Sorry For the Mass Email
One of our current clients is a sizable, nationwide orgnization. For sundry reasons, I’ve got an email address for their domain, as in dbarefoot@ourclient.com. So, I receive a bunch of emails sent to the whole company, everybody in the head office and other large groups.
I easily receive five emails a week that begin with some variation of “sorry for the mass email”, and describe anything from a lost phone charger to available spots on the company’s softball team. They’re trivialities, and certainly not relevant to 95% of the recipients.
If the head office recipient list has 250 people on it, and each person spends, conservatively, 10 seconds processing this email, then that’s 40 minutes of wasted time per email. If there’s just five a week, that adds up to 175 hours of wasted time a year.
I’m no productivity fiend, though. I think the bigger scourge is the systematic irritation that we all suffer when we receive these emails. Plus, each time one of these is sent, it grants tacit permission to everybody else in the organization that it’s okay to send such emails.
Why, in 2010, do organizations still have this decade-old problem? The issue, I suspect, is a lack of confidence in the common alternative: the company intranet.
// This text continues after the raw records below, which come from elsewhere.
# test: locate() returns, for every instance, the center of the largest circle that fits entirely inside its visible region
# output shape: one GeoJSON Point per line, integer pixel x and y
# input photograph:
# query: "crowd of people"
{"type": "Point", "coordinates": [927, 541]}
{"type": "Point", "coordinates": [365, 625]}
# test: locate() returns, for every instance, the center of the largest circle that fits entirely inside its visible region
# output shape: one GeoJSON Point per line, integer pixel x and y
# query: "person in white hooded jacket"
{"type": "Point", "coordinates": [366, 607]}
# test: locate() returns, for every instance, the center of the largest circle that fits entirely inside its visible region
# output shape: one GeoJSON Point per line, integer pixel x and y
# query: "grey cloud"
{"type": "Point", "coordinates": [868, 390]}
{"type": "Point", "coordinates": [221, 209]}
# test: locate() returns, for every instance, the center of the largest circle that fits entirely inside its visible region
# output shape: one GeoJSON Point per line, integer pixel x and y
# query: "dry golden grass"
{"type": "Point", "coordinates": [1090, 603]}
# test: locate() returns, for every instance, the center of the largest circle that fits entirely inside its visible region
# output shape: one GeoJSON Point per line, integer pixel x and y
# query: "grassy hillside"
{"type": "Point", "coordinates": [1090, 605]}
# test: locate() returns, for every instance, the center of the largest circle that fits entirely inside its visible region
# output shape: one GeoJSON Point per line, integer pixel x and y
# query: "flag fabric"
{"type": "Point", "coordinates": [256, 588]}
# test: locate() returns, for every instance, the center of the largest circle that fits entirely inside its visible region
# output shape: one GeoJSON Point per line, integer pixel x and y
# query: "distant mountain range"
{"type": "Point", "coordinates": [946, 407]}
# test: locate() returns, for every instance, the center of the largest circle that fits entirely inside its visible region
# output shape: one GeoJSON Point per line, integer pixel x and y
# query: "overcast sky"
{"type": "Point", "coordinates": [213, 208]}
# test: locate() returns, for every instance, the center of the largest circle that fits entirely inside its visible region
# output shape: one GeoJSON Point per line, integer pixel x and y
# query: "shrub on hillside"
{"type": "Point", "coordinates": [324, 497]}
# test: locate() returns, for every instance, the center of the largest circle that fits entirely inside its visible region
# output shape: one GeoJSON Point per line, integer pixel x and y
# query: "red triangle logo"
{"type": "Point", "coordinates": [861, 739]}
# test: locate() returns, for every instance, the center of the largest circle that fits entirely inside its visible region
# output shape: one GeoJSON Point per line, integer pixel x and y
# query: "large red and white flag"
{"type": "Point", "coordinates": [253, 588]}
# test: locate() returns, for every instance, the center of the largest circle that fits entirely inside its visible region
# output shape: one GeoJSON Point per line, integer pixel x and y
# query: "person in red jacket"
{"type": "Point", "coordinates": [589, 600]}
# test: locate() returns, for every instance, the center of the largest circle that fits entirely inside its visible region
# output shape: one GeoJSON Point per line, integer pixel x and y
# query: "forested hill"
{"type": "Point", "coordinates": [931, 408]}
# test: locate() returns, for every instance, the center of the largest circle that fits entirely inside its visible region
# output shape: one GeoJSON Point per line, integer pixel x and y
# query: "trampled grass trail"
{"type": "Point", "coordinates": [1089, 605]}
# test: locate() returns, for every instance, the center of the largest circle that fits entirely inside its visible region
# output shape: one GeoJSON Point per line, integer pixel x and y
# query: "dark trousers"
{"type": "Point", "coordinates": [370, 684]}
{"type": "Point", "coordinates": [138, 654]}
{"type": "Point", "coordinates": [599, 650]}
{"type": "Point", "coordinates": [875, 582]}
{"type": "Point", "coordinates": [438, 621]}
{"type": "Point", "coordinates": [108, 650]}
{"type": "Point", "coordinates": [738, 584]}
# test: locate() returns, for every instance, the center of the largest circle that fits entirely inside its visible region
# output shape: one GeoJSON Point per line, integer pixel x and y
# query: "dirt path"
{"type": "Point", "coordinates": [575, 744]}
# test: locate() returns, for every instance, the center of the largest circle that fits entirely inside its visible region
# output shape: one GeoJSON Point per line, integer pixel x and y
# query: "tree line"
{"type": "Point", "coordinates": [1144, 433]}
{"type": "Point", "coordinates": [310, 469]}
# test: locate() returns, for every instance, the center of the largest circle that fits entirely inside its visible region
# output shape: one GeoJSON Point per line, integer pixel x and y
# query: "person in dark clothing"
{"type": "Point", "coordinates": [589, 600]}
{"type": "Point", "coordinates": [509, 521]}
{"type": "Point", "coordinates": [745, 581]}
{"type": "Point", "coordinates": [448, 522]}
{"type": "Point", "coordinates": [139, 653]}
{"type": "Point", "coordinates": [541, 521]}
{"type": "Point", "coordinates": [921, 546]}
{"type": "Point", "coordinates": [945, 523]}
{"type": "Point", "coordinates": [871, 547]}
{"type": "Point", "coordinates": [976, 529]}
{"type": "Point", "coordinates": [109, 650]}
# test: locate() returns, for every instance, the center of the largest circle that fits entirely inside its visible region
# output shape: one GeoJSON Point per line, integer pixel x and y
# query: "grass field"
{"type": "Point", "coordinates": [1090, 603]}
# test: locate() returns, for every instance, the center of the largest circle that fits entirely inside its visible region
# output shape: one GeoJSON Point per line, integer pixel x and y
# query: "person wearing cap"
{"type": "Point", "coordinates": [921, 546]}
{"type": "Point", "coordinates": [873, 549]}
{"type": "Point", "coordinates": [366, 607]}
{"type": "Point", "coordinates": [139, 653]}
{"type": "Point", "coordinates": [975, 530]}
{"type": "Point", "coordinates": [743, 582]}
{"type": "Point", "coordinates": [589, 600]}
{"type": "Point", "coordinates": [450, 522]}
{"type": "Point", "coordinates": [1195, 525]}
That’s not surprising, because everybody loathes their intranet. Also, in most organizations, only a few senior people and administrators tend to have permission to publish intranet articles into the ‘global feed’, enabling news to appear on each user’s intranet home page.
So, if you’ve lost your phone charger, then you’re far likelier to locate it using a global email message instead of the intranet?
If the mass email is a nuclear warhead, and the intranet is an ineffectual BB gun, what other options are there? The kitchen bulletin board? Maybe the simplest option is to not to try to distribute trivial messages?